Synthesis and metabolic fate of purine nucleotides in cultured fibroblasts from normal subjects and from purine overproducing mutants

Abstract

The synthesis and metabolic fate of purine nucleotides were studied, employing labeled precursors, in cultured fibroblasts obtained from normal subjects and from patients with inborn excessive purine production. The patients were affected with partial deficiency of hypoxanthine-guanine phosphoribosyltransferase, with virtually complete deficiency of this enzyme and with superactivity of phosphoribosylpyrophosphate synthetase. The rate of total purine synthesis de novo was accelerated 20-fold in the hypoxanthine-guanine phosphoribosyltransferease deficient cells and by 10-fold in the cells with the phosphoribosylpyrophosphate synthetase superactivity. The proportion of the total labeling in purine nucleotides produced de novo, which was excreted into the incubation medium, was markedly increased in the cells with phosphoribosylpyrophosphate synthetase superactivity, but was similar to normal in the hypoxanthine-guanine phosphoribosyltransferase deficient cells. The labeled IMP produced de novo, or from [ 14C]hypoxanthine, which was not degraded and excreted, was converted in both normal and mutant cells, mainly into adenine nucleotides, but in the cells with phosphoribosylpyrophosphate synthetase superactivity the conversion of labeled IMP to guanine nucleotides was significantly decreased.
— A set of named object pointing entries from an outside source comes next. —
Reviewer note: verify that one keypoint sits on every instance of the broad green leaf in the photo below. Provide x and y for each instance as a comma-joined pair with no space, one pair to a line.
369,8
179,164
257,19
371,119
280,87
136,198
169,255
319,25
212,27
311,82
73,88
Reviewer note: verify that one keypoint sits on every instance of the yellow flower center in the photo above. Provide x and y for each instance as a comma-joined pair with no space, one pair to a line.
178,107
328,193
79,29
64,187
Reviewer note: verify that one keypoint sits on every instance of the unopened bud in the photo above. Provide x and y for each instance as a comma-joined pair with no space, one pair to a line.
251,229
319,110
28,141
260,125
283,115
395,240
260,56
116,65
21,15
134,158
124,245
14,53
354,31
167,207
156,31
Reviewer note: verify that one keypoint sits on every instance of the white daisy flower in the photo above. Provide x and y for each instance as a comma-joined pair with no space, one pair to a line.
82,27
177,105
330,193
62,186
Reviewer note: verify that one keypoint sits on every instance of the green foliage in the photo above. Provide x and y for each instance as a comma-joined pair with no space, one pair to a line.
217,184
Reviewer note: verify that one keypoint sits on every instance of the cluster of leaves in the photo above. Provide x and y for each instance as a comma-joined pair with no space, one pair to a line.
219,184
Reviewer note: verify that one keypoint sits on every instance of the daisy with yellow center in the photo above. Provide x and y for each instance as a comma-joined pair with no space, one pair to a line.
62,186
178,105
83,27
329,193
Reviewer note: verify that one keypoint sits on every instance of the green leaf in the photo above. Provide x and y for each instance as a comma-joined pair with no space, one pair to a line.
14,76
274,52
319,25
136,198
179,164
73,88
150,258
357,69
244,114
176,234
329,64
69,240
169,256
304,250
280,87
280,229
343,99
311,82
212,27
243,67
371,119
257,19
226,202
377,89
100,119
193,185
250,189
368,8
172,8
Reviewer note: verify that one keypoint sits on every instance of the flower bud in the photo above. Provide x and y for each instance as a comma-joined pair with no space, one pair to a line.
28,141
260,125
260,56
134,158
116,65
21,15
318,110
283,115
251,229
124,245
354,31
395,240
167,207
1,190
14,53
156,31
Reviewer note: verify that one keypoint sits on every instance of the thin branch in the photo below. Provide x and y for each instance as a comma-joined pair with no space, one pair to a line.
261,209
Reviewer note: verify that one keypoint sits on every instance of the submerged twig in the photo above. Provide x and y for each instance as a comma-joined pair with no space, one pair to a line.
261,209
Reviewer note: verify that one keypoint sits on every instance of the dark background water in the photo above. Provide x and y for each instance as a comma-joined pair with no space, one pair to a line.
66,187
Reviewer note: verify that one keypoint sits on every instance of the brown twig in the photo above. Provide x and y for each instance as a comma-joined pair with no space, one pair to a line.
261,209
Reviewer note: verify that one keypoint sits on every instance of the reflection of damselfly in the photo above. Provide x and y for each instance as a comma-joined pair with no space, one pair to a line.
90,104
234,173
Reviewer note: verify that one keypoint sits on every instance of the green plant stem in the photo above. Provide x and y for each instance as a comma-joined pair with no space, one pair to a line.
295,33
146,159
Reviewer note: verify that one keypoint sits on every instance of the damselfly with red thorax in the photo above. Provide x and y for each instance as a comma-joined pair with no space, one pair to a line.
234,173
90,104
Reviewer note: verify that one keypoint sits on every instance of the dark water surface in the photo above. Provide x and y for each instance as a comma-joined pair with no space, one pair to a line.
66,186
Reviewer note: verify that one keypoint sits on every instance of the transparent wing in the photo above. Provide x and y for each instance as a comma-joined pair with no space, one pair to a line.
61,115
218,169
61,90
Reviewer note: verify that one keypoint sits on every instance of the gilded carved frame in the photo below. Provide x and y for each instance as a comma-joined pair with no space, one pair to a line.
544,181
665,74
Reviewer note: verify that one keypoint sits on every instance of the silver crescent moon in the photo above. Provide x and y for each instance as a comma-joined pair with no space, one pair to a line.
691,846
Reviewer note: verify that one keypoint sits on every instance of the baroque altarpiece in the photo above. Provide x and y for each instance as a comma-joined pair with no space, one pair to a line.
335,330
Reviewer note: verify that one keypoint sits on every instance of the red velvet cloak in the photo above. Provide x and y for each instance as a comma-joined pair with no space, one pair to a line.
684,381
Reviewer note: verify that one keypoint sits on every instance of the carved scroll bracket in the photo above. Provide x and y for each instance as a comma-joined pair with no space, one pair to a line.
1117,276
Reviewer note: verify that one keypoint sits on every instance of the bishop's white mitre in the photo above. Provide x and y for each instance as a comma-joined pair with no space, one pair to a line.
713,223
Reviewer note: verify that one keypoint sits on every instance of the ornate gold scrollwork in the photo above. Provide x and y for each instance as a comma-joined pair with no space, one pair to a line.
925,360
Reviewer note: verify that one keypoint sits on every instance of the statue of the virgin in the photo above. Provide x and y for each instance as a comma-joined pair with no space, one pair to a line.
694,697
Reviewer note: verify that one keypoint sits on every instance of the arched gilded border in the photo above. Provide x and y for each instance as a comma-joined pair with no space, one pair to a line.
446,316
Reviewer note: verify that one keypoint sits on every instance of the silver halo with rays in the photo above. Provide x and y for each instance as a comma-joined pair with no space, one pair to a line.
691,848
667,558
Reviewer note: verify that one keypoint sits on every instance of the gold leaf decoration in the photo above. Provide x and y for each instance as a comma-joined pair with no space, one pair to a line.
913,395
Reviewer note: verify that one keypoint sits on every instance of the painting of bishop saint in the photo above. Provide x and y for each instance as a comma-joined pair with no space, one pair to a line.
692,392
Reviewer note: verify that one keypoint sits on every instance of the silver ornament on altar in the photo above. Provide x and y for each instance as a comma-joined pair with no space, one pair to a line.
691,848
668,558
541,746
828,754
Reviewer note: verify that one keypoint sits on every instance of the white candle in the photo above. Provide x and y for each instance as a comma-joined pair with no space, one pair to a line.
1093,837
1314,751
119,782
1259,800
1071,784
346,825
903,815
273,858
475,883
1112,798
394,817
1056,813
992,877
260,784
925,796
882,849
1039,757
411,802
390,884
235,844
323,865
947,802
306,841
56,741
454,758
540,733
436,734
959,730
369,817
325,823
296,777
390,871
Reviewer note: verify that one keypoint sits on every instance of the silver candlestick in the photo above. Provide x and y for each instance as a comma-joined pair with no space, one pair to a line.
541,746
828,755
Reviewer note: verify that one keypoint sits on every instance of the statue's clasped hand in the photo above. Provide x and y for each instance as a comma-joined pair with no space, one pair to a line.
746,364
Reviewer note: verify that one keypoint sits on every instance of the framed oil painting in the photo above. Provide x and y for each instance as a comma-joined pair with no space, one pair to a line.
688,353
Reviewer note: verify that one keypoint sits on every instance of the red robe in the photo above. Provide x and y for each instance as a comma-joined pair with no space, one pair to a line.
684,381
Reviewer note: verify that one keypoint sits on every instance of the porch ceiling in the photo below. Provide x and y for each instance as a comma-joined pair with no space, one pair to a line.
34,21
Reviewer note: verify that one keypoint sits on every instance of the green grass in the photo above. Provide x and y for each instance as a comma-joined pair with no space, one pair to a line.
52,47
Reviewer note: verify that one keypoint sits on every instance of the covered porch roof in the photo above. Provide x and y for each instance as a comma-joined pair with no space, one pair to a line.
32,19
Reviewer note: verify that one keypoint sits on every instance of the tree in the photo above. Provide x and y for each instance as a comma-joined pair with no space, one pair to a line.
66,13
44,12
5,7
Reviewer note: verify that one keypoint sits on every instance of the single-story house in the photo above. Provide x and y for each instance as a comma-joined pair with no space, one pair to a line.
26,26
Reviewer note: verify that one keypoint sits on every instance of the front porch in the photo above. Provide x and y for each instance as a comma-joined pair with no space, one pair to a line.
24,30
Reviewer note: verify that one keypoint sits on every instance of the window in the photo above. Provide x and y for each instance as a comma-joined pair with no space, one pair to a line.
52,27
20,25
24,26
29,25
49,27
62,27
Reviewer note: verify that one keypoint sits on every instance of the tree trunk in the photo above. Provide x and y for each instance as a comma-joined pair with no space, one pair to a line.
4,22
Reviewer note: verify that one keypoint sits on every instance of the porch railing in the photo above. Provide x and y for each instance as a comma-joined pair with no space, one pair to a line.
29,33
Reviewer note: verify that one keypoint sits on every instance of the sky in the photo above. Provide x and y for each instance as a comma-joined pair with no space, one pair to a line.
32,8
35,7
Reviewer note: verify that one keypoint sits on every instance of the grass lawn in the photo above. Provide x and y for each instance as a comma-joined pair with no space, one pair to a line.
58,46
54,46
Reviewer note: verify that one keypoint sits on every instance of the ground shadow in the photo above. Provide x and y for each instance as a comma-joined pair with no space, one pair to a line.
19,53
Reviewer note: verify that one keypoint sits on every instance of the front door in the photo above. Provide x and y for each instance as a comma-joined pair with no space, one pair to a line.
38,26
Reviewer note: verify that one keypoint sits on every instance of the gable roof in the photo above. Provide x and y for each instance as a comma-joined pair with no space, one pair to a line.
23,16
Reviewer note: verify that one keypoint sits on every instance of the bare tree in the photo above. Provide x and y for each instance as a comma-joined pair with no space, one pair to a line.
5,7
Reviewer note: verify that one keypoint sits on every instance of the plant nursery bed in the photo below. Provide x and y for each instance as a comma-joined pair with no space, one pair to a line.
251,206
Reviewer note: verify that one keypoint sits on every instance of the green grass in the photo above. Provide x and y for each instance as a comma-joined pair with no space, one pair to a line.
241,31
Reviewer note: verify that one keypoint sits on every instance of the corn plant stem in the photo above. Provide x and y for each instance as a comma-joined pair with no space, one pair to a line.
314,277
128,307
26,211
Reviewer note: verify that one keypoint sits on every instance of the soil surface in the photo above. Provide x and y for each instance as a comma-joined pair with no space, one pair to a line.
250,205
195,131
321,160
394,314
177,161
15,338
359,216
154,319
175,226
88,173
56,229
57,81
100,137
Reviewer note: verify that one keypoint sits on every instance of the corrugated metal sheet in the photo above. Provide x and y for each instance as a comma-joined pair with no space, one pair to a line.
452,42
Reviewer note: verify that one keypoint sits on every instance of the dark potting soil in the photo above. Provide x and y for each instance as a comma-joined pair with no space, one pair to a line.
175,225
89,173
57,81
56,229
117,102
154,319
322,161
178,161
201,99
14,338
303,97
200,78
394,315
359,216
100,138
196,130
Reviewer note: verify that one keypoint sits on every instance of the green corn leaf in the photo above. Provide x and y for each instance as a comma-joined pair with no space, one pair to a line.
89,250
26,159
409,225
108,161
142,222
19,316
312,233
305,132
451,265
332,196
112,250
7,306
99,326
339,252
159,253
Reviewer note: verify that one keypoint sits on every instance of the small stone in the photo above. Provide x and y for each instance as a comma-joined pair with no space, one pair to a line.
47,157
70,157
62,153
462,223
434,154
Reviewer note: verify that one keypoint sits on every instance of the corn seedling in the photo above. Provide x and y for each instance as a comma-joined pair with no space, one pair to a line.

In all cells, [ 14C]adenine and [ 14C]guanine were incorporated mainly into the respective nucleotide pools, whereas the IMP formed from [ 14C]hypoxanthine was found to be converted to adenine and guanine nucleotides in proportions similar to those after [ 14C]formate labeling. The incorporation of adenine was increased in all mutant cells studied. The results support the hypotheses concerning the mechanism of purine overproduction in the two mutations and are in accordance with the operation in vivo of the feedback regulation mechanism at the nucleotide interconversions level. The results also suggest that in cultured fibroblasts, GMP is degraded mainly through guanosine, whereas AMP is degraded mainly through IMP.